Belgium: euthanasia – or optional death penalty?

In Belgium euthanasia is no longer limited to the terminally ill. A law court in Brussels has declared admissible the request for euthanasia of a prison inmate who is serving a life sentence, thus transforming euthanasia into an “optional death penalty” for convicted criminals.

Frank Van Den Bleeken, aged 50, is serving a life sentence in a prison near Bruges, Flanders. He has been imprisoned for more than 30 years. In 1989 he was found guilty of raping and strangling 19-year-old Christiane Remacle as she journeyed home from a New Year’s Eve party. Deemed insane and not criminally responsible, he was released after seven years on a prison psychiatric ward. He then attacked three more victims, aged 11, 17 and 29 within weeks of his release.
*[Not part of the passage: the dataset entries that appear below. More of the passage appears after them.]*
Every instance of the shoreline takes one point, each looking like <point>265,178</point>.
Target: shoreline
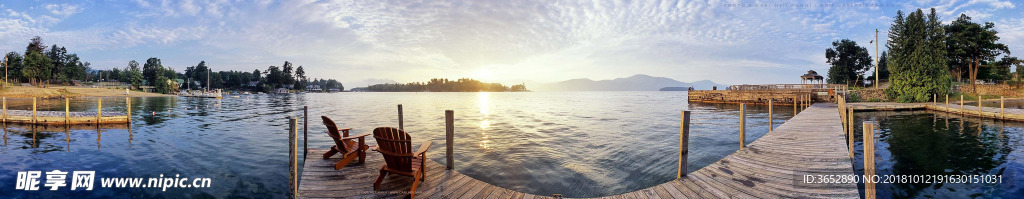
<point>69,91</point>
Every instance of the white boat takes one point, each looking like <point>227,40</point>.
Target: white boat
<point>216,93</point>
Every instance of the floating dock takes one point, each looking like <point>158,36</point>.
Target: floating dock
<point>773,166</point>
<point>66,117</point>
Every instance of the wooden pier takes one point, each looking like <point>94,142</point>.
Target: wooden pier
<point>951,107</point>
<point>773,166</point>
<point>66,117</point>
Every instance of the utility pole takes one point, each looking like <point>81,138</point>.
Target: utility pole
<point>4,72</point>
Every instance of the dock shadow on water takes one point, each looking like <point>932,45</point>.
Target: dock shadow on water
<point>574,144</point>
<point>928,143</point>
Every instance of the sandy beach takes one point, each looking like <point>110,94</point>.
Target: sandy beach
<point>69,91</point>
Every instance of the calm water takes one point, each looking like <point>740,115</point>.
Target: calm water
<point>1016,104</point>
<point>935,143</point>
<point>576,144</point>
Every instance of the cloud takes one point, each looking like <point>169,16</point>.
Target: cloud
<point>62,10</point>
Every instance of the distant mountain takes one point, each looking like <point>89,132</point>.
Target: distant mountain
<point>368,82</point>
<point>636,82</point>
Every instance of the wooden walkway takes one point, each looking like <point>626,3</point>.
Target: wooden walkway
<point>952,107</point>
<point>57,117</point>
<point>773,166</point>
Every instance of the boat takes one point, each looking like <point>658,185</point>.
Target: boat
<point>215,93</point>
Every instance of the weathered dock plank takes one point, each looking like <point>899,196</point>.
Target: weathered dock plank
<point>811,143</point>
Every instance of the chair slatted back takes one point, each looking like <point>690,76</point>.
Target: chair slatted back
<point>332,130</point>
<point>396,147</point>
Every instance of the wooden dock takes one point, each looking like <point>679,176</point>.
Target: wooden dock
<point>773,166</point>
<point>951,107</point>
<point>66,117</point>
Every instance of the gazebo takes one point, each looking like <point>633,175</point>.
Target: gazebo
<point>810,77</point>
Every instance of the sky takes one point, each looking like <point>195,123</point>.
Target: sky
<point>368,41</point>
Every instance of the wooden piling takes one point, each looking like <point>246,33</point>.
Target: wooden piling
<point>449,138</point>
<point>979,105</point>
<point>771,122</point>
<point>128,101</point>
<point>868,159</point>
<point>99,109</point>
<point>849,130</point>
<point>684,141</point>
<point>305,131</point>
<point>401,121</point>
<point>742,125</point>
<point>292,157</point>
<point>33,110</point>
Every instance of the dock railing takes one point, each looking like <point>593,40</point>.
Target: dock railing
<point>53,116</point>
<point>843,87</point>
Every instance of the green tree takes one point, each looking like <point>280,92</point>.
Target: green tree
<point>916,58</point>
<point>152,70</point>
<point>883,67</point>
<point>36,66</point>
<point>848,61</point>
<point>971,43</point>
<point>300,76</point>
<point>134,74</point>
<point>14,65</point>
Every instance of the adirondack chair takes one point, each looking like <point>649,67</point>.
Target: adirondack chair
<point>396,148</point>
<point>344,145</point>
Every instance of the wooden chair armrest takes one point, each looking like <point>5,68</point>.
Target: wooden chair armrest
<point>423,148</point>
<point>355,136</point>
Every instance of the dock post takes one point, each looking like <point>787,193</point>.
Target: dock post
<point>742,125</point>
<point>684,143</point>
<point>401,121</point>
<point>305,131</point>
<point>128,101</point>
<point>67,112</point>
<point>771,122</point>
<point>292,161</point>
<point>99,109</point>
<point>868,159</point>
<point>449,138</point>
<point>33,110</point>
<point>849,130</point>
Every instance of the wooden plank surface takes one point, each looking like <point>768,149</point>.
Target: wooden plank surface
<point>811,143</point>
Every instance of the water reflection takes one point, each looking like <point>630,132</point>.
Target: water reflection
<point>39,133</point>
<point>483,103</point>
<point>919,143</point>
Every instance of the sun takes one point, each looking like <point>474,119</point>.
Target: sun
<point>482,74</point>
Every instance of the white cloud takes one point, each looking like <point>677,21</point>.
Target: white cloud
<point>62,9</point>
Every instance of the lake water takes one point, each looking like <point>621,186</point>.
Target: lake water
<point>928,143</point>
<point>576,144</point>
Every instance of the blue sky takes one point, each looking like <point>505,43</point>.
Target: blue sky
<point>502,41</point>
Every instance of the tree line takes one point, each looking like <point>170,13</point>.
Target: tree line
<point>925,56</point>
<point>444,85</point>
<point>43,66</point>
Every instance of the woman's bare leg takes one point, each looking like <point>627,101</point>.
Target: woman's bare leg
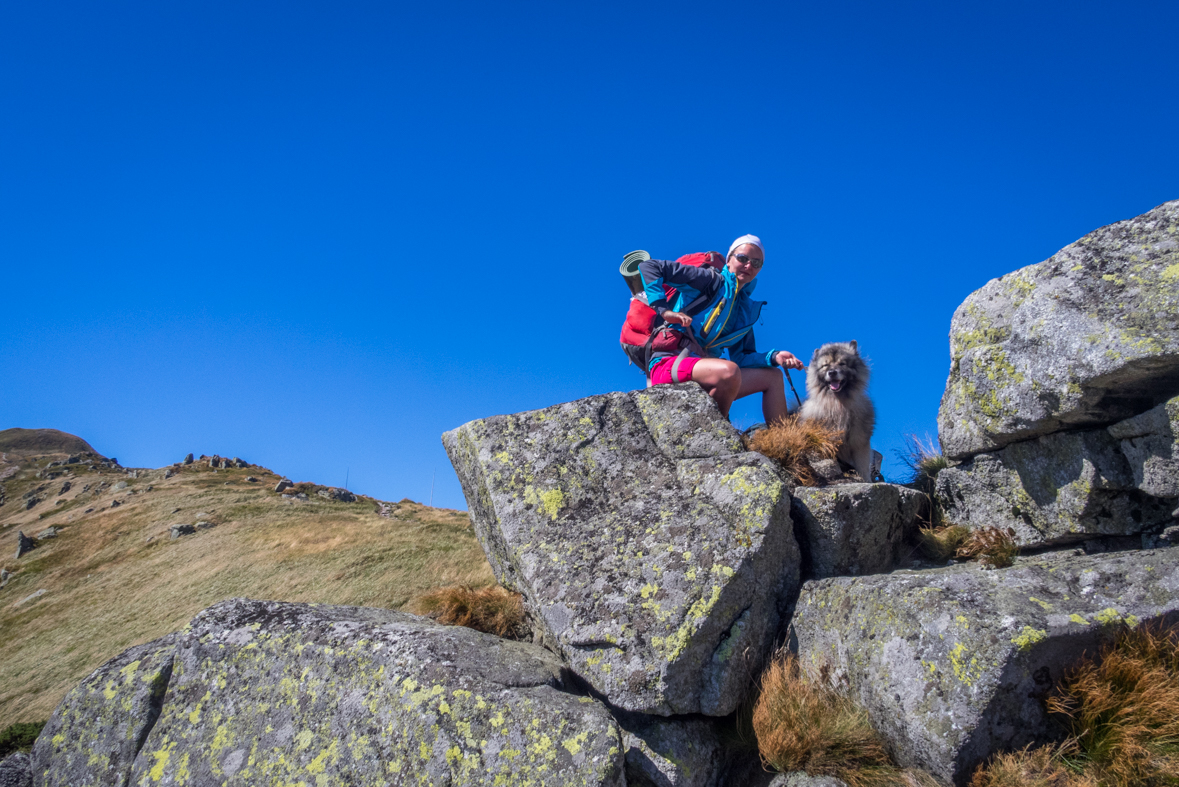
<point>766,382</point>
<point>720,379</point>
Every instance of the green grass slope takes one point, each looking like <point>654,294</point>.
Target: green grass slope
<point>113,576</point>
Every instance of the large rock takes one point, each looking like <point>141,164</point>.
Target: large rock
<point>654,553</point>
<point>1089,336</point>
<point>17,771</point>
<point>97,731</point>
<point>1150,442</point>
<point>853,528</point>
<point>954,663</point>
<point>281,693</point>
<point>1054,489</point>
<point>672,752</point>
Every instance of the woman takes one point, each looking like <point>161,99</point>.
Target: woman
<point>715,310</point>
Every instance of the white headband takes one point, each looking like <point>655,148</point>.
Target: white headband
<point>746,238</point>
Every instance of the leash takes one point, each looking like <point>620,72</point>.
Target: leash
<point>792,385</point>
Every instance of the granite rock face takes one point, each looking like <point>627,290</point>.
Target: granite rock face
<point>672,752</point>
<point>654,553</point>
<point>953,663</point>
<point>1150,442</point>
<point>281,693</point>
<point>98,728</point>
<point>853,529</point>
<point>1064,487</point>
<point>17,771</point>
<point>1089,336</point>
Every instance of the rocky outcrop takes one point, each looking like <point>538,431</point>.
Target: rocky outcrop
<point>853,529</point>
<point>15,771</point>
<point>269,693</point>
<point>1150,442</point>
<point>654,554</point>
<point>1088,337</point>
<point>98,729</point>
<point>954,663</point>
<point>1068,485</point>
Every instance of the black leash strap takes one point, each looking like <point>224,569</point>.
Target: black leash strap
<point>792,385</point>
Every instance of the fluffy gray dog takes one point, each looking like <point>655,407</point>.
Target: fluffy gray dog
<point>836,383</point>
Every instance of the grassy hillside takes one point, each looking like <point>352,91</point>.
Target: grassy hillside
<point>114,576</point>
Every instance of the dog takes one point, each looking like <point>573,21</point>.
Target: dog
<point>836,384</point>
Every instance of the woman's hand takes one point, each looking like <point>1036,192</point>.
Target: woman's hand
<point>786,359</point>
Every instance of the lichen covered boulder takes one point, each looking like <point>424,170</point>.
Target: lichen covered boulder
<point>654,554</point>
<point>98,728</point>
<point>282,693</point>
<point>1089,336</point>
<point>955,663</point>
<point>1056,489</point>
<point>664,752</point>
<point>1150,442</point>
<point>851,529</point>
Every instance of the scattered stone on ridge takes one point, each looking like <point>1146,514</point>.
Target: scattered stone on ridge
<point>680,752</point>
<point>269,692</point>
<point>853,528</point>
<point>1053,489</point>
<point>1089,336</point>
<point>952,663</point>
<point>653,553</point>
<point>24,543</point>
<point>340,495</point>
He was then ordered to be detained indefinitely, and has seen “the outside” only once since, when he attended his mother’s funeral.

He claims that he would never be able to overcome his violent sexual impulses, which cause him “unbearable mental suffering”. His lawyer says that during the time he spent in prison, hardly any attempts were made to offer him a therapy against his dangerous sexual proclivities.

According to media reports, Mr. Van Den Bleeken will be “euthanized” next week. In the meantime, at least 15 other prison inmates have submitted similar requests for “euthanasia” to the Belgian law courts.

The country formally abolished the death penalty in 1996, but the last execution took place in 1950. A liberal “euthanasia” law now opens the door for what could be termed “optional death penalty”.